Их было шесть миллионов... шесть. Еврейская Атлантида, вознёсшаяся облаками дыма в мутное небо Европы...
В Израиль Люба прилетела под вечер. На звонок домой отозвался младший сын.
- Яшенька! - Люба, улыбаясь, вслушивалась в обрадованный юношеский басок. - Приехала уже. Часа через три дома буду. Подарки всем привезла! Увидишь, - погладила рукой сумку с покупками и невольно скользнула взглядом по кольцу на безымянном пальце - подарку Светланы. Аквамарин в тонкой серебреной оправе холодно отсвечивал зелёным. - Целую вас!
Она поднялась в автобус; окинула взглядом пассажиров - большей частью, солдат - привычные, загорелые лица с округлыми ещё по-детски щеками и припухлыми губами. Солдат в вязаной кипе, беззвучно шевеля губами, читал молитвенник.
Автобус тронулся, рассекая городское пространство.
Люба сидела у окна, а мимо проносились дома, сверкающие витрины магазинов, столики уличных кафе.
Городские постройки исчезли. По краям дороги пронзительно зеленела трава, и многочисленные жёлтые цветы с безыскусной детской готовностью подставляли себя взгляду.

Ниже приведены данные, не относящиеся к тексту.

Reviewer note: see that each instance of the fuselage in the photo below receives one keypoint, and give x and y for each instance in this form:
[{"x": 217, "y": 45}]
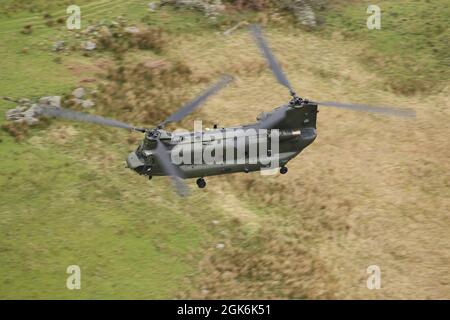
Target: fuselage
[{"x": 247, "y": 148}]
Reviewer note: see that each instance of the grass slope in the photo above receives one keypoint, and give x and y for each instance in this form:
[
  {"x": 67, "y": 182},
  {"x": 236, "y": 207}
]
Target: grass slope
[{"x": 370, "y": 191}]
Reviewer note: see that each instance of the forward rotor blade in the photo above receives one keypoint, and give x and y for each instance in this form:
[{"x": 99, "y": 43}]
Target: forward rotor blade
[
  {"x": 85, "y": 117},
  {"x": 267, "y": 53},
  {"x": 362, "y": 107},
  {"x": 194, "y": 104},
  {"x": 162, "y": 153}
]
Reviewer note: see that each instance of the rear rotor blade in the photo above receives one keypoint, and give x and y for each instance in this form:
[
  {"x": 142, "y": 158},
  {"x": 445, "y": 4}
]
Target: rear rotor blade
[
  {"x": 165, "y": 161},
  {"x": 267, "y": 53},
  {"x": 194, "y": 104},
  {"x": 362, "y": 107},
  {"x": 85, "y": 117}
]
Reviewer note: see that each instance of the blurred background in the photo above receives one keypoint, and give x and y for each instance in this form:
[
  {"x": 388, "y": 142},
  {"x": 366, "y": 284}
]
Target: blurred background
[{"x": 372, "y": 190}]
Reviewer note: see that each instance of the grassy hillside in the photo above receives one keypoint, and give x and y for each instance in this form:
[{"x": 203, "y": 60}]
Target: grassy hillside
[{"x": 372, "y": 190}]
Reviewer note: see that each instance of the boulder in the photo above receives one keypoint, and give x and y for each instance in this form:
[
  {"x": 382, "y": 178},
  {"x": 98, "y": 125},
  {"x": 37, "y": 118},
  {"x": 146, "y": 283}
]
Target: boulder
[{"x": 79, "y": 93}]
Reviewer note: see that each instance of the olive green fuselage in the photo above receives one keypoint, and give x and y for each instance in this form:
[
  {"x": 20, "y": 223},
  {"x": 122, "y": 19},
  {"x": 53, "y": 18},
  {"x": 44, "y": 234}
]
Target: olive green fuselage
[{"x": 295, "y": 130}]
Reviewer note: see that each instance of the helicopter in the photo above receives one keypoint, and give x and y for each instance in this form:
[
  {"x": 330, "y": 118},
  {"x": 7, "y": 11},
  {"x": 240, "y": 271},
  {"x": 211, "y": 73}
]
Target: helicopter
[{"x": 295, "y": 124}]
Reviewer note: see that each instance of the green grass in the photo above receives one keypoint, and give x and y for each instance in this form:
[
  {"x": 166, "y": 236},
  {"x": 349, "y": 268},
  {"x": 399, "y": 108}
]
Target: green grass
[
  {"x": 75, "y": 203},
  {"x": 411, "y": 50},
  {"x": 132, "y": 239},
  {"x": 56, "y": 211}
]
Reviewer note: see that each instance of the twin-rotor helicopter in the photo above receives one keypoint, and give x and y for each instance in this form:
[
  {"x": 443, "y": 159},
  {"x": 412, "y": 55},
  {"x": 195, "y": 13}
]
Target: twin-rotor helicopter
[{"x": 296, "y": 122}]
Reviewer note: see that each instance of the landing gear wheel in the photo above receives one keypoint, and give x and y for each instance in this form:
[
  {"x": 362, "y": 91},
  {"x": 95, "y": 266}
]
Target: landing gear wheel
[{"x": 201, "y": 183}]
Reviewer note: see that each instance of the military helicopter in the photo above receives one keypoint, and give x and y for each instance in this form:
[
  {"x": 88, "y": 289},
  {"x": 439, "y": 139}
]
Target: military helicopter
[{"x": 295, "y": 122}]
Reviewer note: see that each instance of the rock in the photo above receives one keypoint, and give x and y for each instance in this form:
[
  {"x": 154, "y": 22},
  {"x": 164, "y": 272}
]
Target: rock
[
  {"x": 34, "y": 111},
  {"x": 90, "y": 45},
  {"x": 53, "y": 101},
  {"x": 58, "y": 46},
  {"x": 302, "y": 10},
  {"x": 79, "y": 93},
  {"x": 87, "y": 104},
  {"x": 24, "y": 101}
]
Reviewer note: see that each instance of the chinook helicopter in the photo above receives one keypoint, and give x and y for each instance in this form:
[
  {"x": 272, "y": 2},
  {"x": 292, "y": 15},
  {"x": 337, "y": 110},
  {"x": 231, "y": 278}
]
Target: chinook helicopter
[{"x": 294, "y": 121}]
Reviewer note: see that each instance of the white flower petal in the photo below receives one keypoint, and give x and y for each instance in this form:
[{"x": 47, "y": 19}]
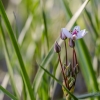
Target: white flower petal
[
  {"x": 67, "y": 33},
  {"x": 76, "y": 28},
  {"x": 81, "y": 34}
]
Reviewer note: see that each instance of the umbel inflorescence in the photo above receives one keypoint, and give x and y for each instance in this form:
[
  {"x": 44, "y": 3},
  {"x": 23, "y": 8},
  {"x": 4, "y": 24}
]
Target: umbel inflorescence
[{"x": 69, "y": 71}]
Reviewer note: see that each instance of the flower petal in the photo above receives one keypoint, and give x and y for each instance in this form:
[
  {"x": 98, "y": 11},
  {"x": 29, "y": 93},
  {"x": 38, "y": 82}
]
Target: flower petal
[
  {"x": 81, "y": 34},
  {"x": 67, "y": 33},
  {"x": 76, "y": 28}
]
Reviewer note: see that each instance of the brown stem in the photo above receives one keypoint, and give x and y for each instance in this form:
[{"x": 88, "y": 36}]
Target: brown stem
[
  {"x": 65, "y": 50},
  {"x": 62, "y": 71}
]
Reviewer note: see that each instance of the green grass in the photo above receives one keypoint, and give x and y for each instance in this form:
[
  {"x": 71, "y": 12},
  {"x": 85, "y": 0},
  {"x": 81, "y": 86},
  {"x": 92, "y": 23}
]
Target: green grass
[{"x": 31, "y": 55}]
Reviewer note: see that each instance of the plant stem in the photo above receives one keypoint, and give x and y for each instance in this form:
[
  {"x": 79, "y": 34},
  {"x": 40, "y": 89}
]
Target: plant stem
[
  {"x": 65, "y": 50},
  {"x": 62, "y": 71}
]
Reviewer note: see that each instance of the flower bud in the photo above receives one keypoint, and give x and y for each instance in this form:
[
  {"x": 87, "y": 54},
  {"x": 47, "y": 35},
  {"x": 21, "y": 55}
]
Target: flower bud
[
  {"x": 57, "y": 47},
  {"x": 63, "y": 36},
  {"x": 71, "y": 43},
  {"x": 76, "y": 70}
]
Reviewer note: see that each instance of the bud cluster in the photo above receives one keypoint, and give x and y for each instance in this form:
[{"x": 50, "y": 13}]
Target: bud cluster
[{"x": 69, "y": 71}]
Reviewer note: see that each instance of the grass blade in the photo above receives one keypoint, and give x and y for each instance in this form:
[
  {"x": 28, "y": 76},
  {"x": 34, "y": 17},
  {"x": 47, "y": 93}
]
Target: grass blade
[
  {"x": 8, "y": 93},
  {"x": 15, "y": 45},
  {"x": 59, "y": 83},
  {"x": 45, "y": 24},
  {"x": 8, "y": 62},
  {"x": 86, "y": 66},
  {"x": 48, "y": 58},
  {"x": 89, "y": 95}
]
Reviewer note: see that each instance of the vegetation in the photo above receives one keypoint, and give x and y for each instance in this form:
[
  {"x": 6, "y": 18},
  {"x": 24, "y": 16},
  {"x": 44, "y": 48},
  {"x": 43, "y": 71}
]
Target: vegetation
[{"x": 28, "y": 31}]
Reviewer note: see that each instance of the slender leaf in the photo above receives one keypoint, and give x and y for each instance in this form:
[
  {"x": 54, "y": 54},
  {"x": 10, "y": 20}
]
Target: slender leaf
[
  {"x": 15, "y": 45},
  {"x": 89, "y": 95},
  {"x": 45, "y": 24},
  {"x": 8, "y": 93},
  {"x": 8, "y": 62},
  {"x": 59, "y": 83},
  {"x": 86, "y": 66}
]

Впечатления последних дней толкались в Любином сознании. Они дрейфовали бесформенными островами, сталкивались тяжёлыми зазубринами, тревожа и не желая совмещаться.
В тёмном салоне электронные часы над кабиной водителя красными цифрами отмеривали мгновения жизни.
В тишине раздавались трели мобильных телефонов, и молодые голоса. И обязательно - неизменным паролем, пульсирующими позывными проплывала фраза - "Ани бедерех абайта"**.
На большом перекрёстке автобус остановился и внезапным миражом справа от дороги возник сияющий огнями ресторан. Подъехала украшенная лентами машина. Люба следила из окна за хрупкой невестой, плывущей в густых сумерках. Короткая фата звёздно витала над лёгкими плечами. Рядом широко шагал жених, и бежали двое мальчиков в нарядных костюмчиках. Их белые атласные кипы мерцали в отблесках фонарей.
"Брухим абаим", - прочитала Люба светящиеся над дверями слова. - "Благословенны входящие..."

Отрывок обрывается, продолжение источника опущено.